Our atmosphere and climate is dominated by the effects of water vapour, which strongly absorbs sunlight. But even after decades of study, scientists struggle to explain how water molecules absorb as much solar radiation as they do. Now Thomas Rizzo of the École Polytechnique Fédérale de Lausanne in Switzerland and colleagues hope that their novel study of excited water molecules will solve the discrepancy and improve our understanding of effects such as global warming (A Callegari et al 2002 Science 297 993).
Water vapour absorbs radiation at many wavelengths, but it absorbs infrared and ultraviolet radiation – which are strongly emitted by the Sun – particularly well. The different energy transitions in molecules of water vapour allow it to absorb radiation of certain wavelengths, and when light is shone through this vapour and dispersed using a prism, this absorption shows up as dark lines in the resulting spectrum.
Many researchers have determined the positions and intensities of these absorption lines by measuring the electric dipole moment of molecules of water vapour. This quantity describes how charge is spread through the molecule, and determines how it absorbs radiation. But the electric dipole moment is tricky to measure using conventional spectroscopy, and the best calculations based on previous results cannot fully explain the observed absorption of solar radiation by water vapour in the atmosphere.

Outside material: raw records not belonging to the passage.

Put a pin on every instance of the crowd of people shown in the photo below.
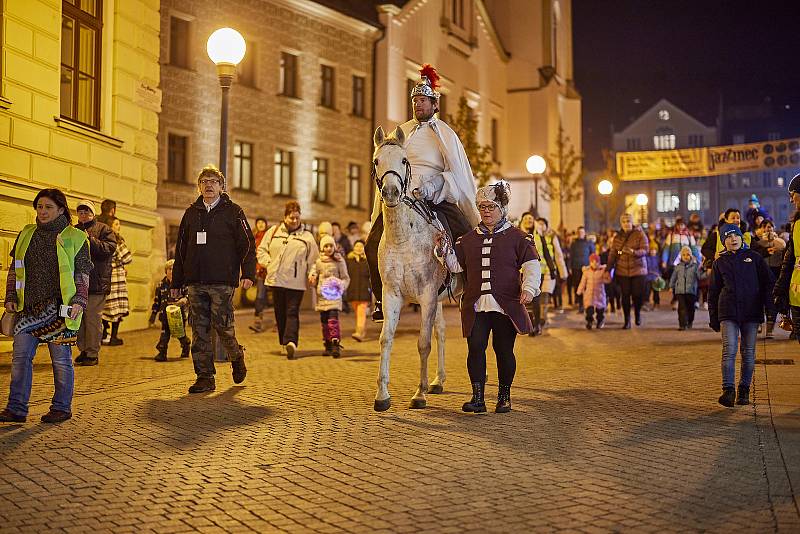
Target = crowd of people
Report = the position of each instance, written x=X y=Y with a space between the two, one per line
x=68 y=282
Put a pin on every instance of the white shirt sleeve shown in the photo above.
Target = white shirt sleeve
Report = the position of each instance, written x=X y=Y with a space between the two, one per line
x=532 y=277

Now Rizzo and colleagues hope that their new results will help to resolve this discrepancy, and provide a benchmark against which to measure earlier calculations. In the first experiment of its kind, the team has measured the electric dipole moment of molecules of water vapour in highly excited states – the states they are in when they absorb solar radiation.
The electric dipole moment is directly linked to the ‘Stark effect’, in which the absorption lines of atoms or molecules split into several thinner lines when an electric field is switched on. Exploiting this effect, Rizzo and colleagues applied an electric field to a collection of water molecules and excited them with a laser pulse.

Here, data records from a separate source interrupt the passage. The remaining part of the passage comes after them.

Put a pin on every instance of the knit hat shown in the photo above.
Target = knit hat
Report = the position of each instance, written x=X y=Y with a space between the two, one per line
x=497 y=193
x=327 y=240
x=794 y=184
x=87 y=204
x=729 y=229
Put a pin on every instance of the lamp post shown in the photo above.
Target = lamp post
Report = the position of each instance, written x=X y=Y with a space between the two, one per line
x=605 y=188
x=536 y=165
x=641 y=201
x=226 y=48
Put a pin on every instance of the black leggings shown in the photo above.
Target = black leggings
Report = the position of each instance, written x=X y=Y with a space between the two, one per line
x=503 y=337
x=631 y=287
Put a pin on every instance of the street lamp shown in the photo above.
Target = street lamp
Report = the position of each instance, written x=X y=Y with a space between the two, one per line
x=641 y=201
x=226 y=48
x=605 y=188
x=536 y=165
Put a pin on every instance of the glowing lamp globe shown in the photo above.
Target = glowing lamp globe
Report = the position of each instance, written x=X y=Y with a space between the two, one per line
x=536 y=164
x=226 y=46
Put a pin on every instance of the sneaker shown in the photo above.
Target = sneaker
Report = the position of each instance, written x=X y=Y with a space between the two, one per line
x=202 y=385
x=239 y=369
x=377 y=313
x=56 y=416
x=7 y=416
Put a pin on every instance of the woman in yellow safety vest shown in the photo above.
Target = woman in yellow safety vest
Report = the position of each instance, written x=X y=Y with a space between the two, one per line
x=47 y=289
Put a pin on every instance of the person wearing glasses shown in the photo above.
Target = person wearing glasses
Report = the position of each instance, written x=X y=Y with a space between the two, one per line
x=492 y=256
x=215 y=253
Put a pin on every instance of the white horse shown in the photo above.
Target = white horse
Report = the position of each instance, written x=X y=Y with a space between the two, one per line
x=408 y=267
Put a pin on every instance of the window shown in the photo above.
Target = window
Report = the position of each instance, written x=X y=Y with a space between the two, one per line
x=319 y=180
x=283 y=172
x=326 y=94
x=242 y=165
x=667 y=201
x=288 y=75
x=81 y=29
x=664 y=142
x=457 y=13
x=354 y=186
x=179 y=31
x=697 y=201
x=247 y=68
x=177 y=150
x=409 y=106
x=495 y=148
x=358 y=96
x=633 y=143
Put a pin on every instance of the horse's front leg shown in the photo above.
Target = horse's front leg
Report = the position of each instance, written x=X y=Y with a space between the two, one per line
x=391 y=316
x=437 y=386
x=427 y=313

Stark splitting created a series of lines with very similar wavelengths, so Rizzo’s team used a ‘quantum beat’ method – analogous to the beat effect in acoustics – to measure their wavelengths. This allowed them to calculate the electric dipole moment extremely accurately. “This technique is quite novel and provides stringent tests of calculated dipole moments,” Rizzo told PhysicsWeb.
Rizzo and colleagues hope that their results will help scientists to determine exactly how solar radiation is absorbed in the atmosphere, and lead to a better understanding of energy transport in the atmosphere and its effect on the climate. The findings could also help astronomers to observe sunspots and to understand how light is absorbed by clouds of water vapour in the atmospheres of distant stars.